I have pushed the modified esp-idf here. Did I make a mistake setting up the pure cmake component? It is missing a lot of compile flags, including the optimisation level, and -fno-jump-tables, which is a workaround to some compiler bugs if I understand correctly: https://github.com/espressif/esp-idf/issues/1552#issuecomment-883600363.

Barabas5532 commented 7 months ago

https://github.com/espressif/esp-idf/issues/10579 is related, but they never tried to work around the errors using add_subdirectory instead of putting the pure cmake files in the components folder. I guess I was not supposed to use the cmake API this way with esp-idf?

igrr commented 7 months ago

@Barabas5532 You can link pure CMake library targets to the application the way your example project does. However, since these targets are not added by the IDF build system, we don't add any compilation flags to such targets, except for the mandatory flags specified in the toolchain file.

If you describe the behavior you expect (both for a chip target and Linux target) I can try to recommend a way to achieve it.

Barabas5532 commented 7 months ago

I'm designing most of my components to have no esp-idf dependencies by using abstraction layers on top of esp-idf. I can then build the components for desktop for testing using mock or fake implementation of the abstractions. The main feature of the project is audio processing for digital guitar effects, and I want to be able to extract the core features (audio processing, parameters and a web API to control the parameters) and run it in a digital audio workstation without any hardware. You can think of like an interactive integration test running on the host.

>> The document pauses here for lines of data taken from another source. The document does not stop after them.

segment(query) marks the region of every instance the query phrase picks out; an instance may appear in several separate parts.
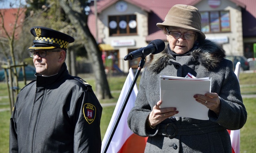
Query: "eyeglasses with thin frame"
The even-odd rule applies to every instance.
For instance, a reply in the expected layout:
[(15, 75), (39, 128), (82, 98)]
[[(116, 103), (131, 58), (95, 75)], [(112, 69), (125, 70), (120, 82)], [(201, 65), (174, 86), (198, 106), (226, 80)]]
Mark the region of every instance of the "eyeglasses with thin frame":
[(169, 35), (172, 37), (173, 38), (177, 39), (180, 38), (181, 37), (182, 35), (184, 35), (184, 38), (187, 40), (192, 40), (196, 36), (197, 33), (194, 34), (194, 33), (186, 33), (185, 34), (181, 34), (180, 33), (177, 32), (175, 32), (174, 31), (169, 31), (167, 28), (166, 27), (166, 30), (168, 32), (168, 33), (169, 33)]
[(59, 52), (60, 51), (40, 51), (38, 52), (35, 51), (30, 51), (29, 56), (30, 57), (33, 58), (37, 54), (40, 57), (44, 57), (46, 56), (46, 53), (47, 52)]

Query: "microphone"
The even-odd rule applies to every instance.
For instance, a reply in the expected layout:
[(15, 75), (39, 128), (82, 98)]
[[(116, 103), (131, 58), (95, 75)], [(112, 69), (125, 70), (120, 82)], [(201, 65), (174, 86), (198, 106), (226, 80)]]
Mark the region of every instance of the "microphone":
[(144, 58), (150, 53), (156, 54), (163, 51), (165, 47), (163, 41), (161, 39), (156, 39), (150, 42), (148, 45), (128, 54), (124, 59), (125, 61), (132, 60), (140, 57)]

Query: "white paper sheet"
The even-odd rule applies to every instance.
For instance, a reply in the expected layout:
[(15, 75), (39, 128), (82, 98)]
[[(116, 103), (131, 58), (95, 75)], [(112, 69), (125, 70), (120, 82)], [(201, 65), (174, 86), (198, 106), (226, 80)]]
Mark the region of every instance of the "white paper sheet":
[(204, 95), (211, 92), (211, 80), (160, 76), (160, 108), (176, 107), (181, 116), (208, 120), (209, 109), (196, 101), (196, 94)]

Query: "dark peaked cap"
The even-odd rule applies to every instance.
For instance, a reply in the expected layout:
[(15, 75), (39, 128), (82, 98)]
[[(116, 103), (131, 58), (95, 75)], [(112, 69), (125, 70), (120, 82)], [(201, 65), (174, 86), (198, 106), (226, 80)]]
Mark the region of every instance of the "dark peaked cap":
[(58, 47), (66, 50), (68, 43), (75, 41), (70, 36), (45, 27), (32, 27), (30, 32), (35, 38), (33, 41), (34, 45), (28, 50), (48, 50)]

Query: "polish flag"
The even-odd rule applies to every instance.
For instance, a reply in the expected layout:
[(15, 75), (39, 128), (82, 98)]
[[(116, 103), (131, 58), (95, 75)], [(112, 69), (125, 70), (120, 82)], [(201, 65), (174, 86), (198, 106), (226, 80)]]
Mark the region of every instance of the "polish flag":
[[(105, 148), (108, 139), (113, 128), (125, 97), (134, 78), (134, 74), (131, 68), (125, 80), (113, 115), (108, 127), (106, 134), (102, 142), (102, 153)], [(127, 102), (125, 109), (122, 115), (115, 133), (113, 135), (106, 153), (144, 153), (147, 141), (147, 137), (144, 137), (134, 134), (128, 127), (127, 118), (130, 111), (134, 106), (134, 102), (138, 92), (136, 84)]]
[[(236, 65), (234, 73), (237, 76), (237, 79), (239, 81), (239, 74), (240, 73), (240, 67), (241, 63), (238, 62)], [(232, 153), (239, 153), (240, 152), (240, 130), (228, 130), (230, 135), (231, 140), (231, 145), (232, 146)]]

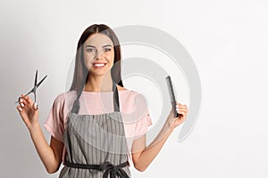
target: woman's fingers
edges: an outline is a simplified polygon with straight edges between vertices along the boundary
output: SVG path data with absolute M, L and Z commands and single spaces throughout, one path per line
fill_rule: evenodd
M 174 118 L 173 127 L 180 125 L 186 119 L 188 114 L 187 105 L 177 102 L 176 111 L 180 115 L 178 117 Z

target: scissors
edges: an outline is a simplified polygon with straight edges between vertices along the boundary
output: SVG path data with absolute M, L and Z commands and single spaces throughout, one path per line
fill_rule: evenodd
M 37 89 L 42 84 L 42 82 L 44 82 L 44 80 L 46 79 L 46 77 L 47 77 L 47 75 L 43 77 L 43 79 L 38 84 L 38 70 L 37 70 L 36 71 L 36 78 L 35 78 L 34 87 L 25 96 L 29 95 L 30 93 L 33 93 L 34 95 L 35 95 L 35 102 L 36 102 L 37 101 L 37 93 L 36 93 Z M 19 98 L 18 101 L 16 101 L 15 103 L 18 103 L 20 101 L 20 99 L 21 99 L 21 97 Z

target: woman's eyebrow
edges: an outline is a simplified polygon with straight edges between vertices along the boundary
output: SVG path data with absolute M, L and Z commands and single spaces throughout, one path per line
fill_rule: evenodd
M 103 45 L 103 47 L 108 47 L 108 46 L 112 47 L 111 44 Z
M 112 47 L 111 44 L 105 44 L 105 45 L 103 45 L 102 47 L 104 48 L 104 47 L 108 47 L 108 46 Z M 96 46 L 94 46 L 94 45 L 86 45 L 86 47 L 93 47 L 93 48 L 96 48 Z

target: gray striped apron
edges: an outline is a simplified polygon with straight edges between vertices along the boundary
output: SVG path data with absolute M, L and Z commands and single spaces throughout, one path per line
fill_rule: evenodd
M 60 178 L 129 178 L 127 142 L 113 82 L 114 112 L 78 115 L 78 93 L 63 134 L 67 153 Z

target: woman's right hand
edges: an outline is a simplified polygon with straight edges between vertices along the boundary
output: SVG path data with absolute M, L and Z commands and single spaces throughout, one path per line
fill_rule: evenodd
M 38 104 L 34 103 L 29 96 L 21 94 L 17 109 L 29 130 L 38 125 Z

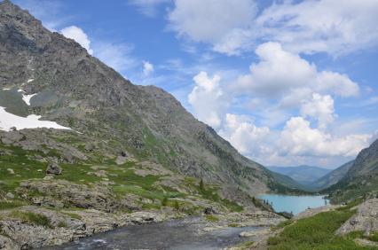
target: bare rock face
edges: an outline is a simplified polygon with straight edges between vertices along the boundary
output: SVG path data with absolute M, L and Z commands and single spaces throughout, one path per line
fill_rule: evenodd
M 114 194 L 106 187 L 89 187 L 85 184 L 76 184 L 64 180 L 27 181 L 18 189 L 19 194 L 27 199 L 35 200 L 35 197 L 28 197 L 29 191 L 43 193 L 40 204 L 57 207 L 74 206 L 81 208 L 94 208 L 112 212 L 121 208 Z M 46 204 L 44 204 L 46 202 Z
M 59 176 L 62 173 L 62 168 L 55 162 L 50 162 L 46 168 L 46 174 Z
M 154 86 L 132 84 L 9 1 L 0 3 L 0 88 L 38 93 L 33 108 L 43 119 L 69 127 L 72 133 L 80 131 L 95 145 L 111 140 L 122 145 L 118 164 L 130 158 L 130 152 L 144 160 L 161 159 L 165 167 L 185 176 L 244 186 L 250 193 L 279 188 L 275 176 L 240 155 L 173 96 Z M 38 135 L 21 139 L 15 137 L 18 131 L 12 133 L 4 138 L 6 143 L 67 152 L 63 160 L 68 163 L 85 160 L 61 144 L 40 142 Z
M 351 216 L 337 230 L 338 235 L 362 230 L 366 236 L 378 231 L 378 199 L 371 199 L 358 206 L 357 214 Z

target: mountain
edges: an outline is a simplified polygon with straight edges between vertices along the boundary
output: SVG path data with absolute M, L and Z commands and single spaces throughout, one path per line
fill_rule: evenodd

So the goal for the build system is to allow building these components into a firmware based on ESP-IDF, or for a unit test based on some test framework, or into a VST plugin based on JUCE. This should all be pretty straight forward using "Modern CMake".

For the desktop platform build, the components should look like modern cmake components, and there should be no references to esp-idf.

For the ESP32 build, I would like the components to have the same default compiler flags as components defined when using idf_component_register. I assume all of these are there for a reason. At the very least, the optimisation level should be propagated from menuconfig. Perhaps -fno-exceptions and -fno-rtti as well, I'm not so familiar with the rest. So maybe just having a way to tell esp-idf to define the compile flags globally would be enough? e.g. by setting CMAKE_LANG_FLAGS or putting the default flags in the toolchain file.

I'm already linking a common compiler flags component to all of my components like this, maybe I can add the missing flags there when ESP_PLATFORM is set? It is based on this idea from JUCE: https://github.com/juce-framework/JUCE/blob/d054f0d14dcac387aebda44ce5d792b5e7a625b3/extras/Build/CMake/JUCEHelperTargets.cmake#L24. This is not the nicest solution, it is easy to forget to link to this target and still end up with missing flags.

I see some others have gone for making two parallel build setups for conventional cmake and esp-idf. I also started out with something like this, but I would like to avoid duplicating the configuration:

if(ESP_PLATFORM)
  idf_component_register(...)
else()
  add_library(...)
endif()